Mike Corbett, right, was an assistant coach for Frank Serratore at Air Force for 10 years after having played for him at Denver. Photo courtesy of Air Force Athletics

Doyle returned to the program in 2002 as an assistant coach. The strides were stunning to him.

“He did two things in those first three to five years that were seismic in their impact,” Doyle said. “First, he got the administration to agree to allow players from juniors to enroll. It helped that one of his first ones, Scott Bradley killed it as a player, then went on to fly F-22s. But that was a big battle.

“We have a hard enough time winning with 20-year-olds. We had zero chance if we had to start with 18-year-olds. He worked hard to educate the administration on how hockey works, and they bought in. There is a maturity level to these guys, an accountability level, that overtook any concerns about how they might handle school after being out of high school a couple years.”

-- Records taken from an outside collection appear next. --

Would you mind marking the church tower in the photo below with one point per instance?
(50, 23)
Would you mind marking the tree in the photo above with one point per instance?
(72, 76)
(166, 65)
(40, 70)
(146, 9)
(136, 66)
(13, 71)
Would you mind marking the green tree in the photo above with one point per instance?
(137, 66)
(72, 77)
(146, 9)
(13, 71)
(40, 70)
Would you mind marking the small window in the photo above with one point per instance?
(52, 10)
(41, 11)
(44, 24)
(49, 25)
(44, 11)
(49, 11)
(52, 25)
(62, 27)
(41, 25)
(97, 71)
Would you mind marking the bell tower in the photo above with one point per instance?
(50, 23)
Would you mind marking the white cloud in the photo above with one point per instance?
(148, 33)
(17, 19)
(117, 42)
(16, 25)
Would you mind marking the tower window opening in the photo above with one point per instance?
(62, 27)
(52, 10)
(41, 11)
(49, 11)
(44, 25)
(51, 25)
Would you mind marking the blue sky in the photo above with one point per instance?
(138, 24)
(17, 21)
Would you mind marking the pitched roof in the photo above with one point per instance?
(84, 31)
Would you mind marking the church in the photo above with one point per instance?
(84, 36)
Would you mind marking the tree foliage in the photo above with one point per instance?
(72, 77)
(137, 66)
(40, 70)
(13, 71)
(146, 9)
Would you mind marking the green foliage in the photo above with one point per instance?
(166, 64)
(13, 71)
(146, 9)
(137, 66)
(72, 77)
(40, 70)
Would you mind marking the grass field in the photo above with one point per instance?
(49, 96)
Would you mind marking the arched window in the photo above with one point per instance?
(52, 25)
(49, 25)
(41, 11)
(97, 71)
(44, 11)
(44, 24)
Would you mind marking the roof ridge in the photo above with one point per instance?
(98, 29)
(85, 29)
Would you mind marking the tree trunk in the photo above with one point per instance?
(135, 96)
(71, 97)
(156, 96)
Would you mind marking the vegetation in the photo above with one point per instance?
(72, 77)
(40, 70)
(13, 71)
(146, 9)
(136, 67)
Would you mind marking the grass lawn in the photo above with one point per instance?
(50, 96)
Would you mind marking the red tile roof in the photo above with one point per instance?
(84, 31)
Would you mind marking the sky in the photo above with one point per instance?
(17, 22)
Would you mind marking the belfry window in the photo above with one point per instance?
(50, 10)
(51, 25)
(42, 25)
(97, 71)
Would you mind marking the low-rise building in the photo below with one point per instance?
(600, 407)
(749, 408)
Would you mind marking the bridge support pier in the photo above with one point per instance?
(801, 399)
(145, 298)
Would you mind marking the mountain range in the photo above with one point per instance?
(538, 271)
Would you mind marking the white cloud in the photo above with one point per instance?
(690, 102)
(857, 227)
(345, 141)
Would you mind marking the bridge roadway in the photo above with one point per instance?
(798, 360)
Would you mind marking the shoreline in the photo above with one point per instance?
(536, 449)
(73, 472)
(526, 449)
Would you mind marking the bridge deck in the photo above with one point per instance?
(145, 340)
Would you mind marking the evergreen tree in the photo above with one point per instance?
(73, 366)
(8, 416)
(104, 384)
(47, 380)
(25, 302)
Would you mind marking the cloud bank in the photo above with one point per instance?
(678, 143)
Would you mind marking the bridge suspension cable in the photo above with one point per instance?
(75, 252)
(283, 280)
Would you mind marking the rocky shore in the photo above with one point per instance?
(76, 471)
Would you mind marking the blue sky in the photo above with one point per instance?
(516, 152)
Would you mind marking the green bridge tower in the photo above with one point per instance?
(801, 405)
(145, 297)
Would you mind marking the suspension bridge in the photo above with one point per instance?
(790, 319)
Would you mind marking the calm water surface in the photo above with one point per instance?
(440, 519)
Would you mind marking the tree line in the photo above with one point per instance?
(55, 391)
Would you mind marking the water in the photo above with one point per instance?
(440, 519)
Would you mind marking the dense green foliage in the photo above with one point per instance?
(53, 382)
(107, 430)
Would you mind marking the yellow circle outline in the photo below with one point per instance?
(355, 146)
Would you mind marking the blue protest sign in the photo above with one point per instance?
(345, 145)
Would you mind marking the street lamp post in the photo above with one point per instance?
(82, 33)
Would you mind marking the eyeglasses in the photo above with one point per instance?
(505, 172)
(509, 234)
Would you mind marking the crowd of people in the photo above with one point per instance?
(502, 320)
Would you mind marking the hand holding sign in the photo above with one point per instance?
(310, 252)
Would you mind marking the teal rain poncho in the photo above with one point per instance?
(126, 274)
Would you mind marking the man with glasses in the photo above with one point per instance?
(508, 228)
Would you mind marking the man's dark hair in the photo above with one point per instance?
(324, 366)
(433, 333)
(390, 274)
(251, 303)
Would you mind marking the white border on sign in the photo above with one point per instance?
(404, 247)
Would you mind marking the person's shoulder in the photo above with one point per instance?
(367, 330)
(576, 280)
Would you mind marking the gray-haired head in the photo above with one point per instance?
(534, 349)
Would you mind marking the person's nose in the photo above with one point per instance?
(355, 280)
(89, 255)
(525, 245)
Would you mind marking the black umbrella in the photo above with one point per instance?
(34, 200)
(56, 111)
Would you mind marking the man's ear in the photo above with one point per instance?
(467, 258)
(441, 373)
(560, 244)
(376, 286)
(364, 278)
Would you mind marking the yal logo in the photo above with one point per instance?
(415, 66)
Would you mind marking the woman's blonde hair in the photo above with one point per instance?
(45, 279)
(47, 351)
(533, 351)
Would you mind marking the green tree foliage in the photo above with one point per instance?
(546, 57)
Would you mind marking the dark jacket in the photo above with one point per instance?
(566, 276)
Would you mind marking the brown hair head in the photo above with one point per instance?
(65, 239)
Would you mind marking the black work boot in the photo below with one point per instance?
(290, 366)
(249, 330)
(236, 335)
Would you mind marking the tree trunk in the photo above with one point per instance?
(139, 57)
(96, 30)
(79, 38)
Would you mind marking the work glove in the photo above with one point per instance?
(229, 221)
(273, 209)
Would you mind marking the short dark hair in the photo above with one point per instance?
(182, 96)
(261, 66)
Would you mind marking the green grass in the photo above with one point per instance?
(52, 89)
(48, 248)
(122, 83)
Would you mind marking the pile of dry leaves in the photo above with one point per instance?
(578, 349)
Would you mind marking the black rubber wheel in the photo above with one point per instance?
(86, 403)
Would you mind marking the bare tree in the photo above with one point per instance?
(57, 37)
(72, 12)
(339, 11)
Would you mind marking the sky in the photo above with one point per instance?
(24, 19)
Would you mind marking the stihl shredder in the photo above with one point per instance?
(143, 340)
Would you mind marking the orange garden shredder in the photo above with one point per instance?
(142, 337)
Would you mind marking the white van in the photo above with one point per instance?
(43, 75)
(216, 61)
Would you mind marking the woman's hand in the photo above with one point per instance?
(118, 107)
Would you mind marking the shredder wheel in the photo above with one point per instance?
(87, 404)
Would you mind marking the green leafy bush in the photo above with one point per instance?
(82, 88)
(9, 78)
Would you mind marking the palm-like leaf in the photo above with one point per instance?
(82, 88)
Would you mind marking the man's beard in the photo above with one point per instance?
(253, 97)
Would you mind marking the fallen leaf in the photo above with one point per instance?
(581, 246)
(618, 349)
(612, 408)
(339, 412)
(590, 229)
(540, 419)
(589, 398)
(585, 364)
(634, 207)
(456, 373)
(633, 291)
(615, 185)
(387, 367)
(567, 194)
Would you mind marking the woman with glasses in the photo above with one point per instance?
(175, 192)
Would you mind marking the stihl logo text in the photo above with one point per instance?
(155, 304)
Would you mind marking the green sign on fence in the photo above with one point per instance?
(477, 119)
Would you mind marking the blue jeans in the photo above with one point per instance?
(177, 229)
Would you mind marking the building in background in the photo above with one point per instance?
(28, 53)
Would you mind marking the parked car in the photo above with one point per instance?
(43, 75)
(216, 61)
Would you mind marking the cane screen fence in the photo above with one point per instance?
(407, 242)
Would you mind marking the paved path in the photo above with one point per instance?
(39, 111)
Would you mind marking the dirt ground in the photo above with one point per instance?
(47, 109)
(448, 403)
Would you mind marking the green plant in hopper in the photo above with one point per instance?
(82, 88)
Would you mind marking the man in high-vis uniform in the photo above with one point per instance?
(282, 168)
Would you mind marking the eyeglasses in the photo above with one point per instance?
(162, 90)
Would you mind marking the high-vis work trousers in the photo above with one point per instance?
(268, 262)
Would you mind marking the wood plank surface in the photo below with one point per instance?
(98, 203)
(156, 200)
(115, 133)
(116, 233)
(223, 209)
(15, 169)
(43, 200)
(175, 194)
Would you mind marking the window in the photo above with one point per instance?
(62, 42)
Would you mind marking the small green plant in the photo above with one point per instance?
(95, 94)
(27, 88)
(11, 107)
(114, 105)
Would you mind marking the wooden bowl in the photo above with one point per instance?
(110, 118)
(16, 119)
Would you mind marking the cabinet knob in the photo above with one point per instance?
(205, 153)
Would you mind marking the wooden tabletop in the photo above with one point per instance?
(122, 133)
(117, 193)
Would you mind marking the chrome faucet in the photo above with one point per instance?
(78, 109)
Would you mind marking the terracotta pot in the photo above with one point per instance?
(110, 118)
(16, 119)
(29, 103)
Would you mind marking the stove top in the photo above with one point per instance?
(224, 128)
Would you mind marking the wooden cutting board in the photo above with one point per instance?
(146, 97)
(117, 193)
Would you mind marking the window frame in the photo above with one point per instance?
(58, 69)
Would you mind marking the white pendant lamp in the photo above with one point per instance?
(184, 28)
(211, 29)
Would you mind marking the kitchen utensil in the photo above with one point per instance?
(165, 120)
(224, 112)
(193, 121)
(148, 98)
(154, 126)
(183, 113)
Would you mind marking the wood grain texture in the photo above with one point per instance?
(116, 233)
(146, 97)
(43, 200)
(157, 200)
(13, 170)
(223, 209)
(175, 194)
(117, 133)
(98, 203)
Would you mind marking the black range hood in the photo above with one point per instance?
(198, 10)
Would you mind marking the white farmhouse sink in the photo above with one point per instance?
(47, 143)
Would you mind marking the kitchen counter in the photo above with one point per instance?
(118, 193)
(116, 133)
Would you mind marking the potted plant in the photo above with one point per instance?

Item No. 2 on the checklist was just as big, and its impact ushered in change across Division I hockey. Serratore worked tirelessly to get College Hockey America off the ground, in the process giving schools such as Bemidji State, Army West Point, Niagara and Alabama Huntsville, where Corbett eventually landed as head coach, a conference to play in and a path into the NCAA Tournament.

“When I was there, we were a travelling road show,” Doyle said. “When you saw Feb. 28 on the schedule, you knew that was your last game. Period.

“Frank created CHA, did the legwork, got the administration on board. … Now you’re in it until the last game. Creating that league has had a longstanding impact for a lot of schools.”

The question was asked at the time, why not join an established league such as the WCHA with natural rivals Denver and Colorado College a short drive away?

“He wanted to do (conference participation) smartly,” Doyle said. “That’s a strength of his – he has one eye on the present and one eye on the future.”

The next step in the progression came in 2006, when Air Force joined Atlantic Hockey, a move Army West Point had made in 2000 and Niagara would make 10 years later. The Falcons’ transition coincided with RIT’s move up from Division III to Division I. One or the other of those two programs were either regular-season or playoff champions in all but two years from 2007 to 2018. Air Force reached the Elite Eight in 2009, 2017 and 2018.

“He made our league better by the product they put on the ice at the Air Force Academy,” Army coach Brian Riley said. “It was like holy smokes, we’ve got to get to work so we can keep up with them. They were the standard. That forced everybody else to raise their game. When you see the new facilities being built, the scholarship increases, the coaching staffs, the league has made huge strides, and Air Force Academy deserves credit for sparking that.”

Riley will get no argument from Wayne Wilson, who has guided RIT since 1999. The Tigers became the first Atlantic Hockey team to reach the NCAA Frozen Four, when they did so in 2010.

“I’ve always felt that when you beat Air Force you’ve accomplished something,” Wilson said. “Frank’s teams are difficult to play against. He’s done a great job for a long time, and he set the bar high for every other team in our league.

“Everyone has pushed each other. Now it’s almost impossible to predict who will finish where because the league has gotten so tight, so competitive. It comes down to who’s healthy, who’s got the hot goalie.”

Mercyhurst’s Rick Gotkin is the one coach in Atlantic Hockey with a longer tenure at his school (34 years) than Serratore’s 25 at Air Force. His Lakers and the Falcons also routinely have been playoff combatants. He, too, believes the positives from the Falcons’ successes have had far-reaching impacts for the rest of the league.

“Air Force, and Army as well, by virtue of being service academies have given our league unbelievable exposure,” Gotkin said. “The on-ice excellence is clear. They’ve represented our league very well and helped raise our profile.”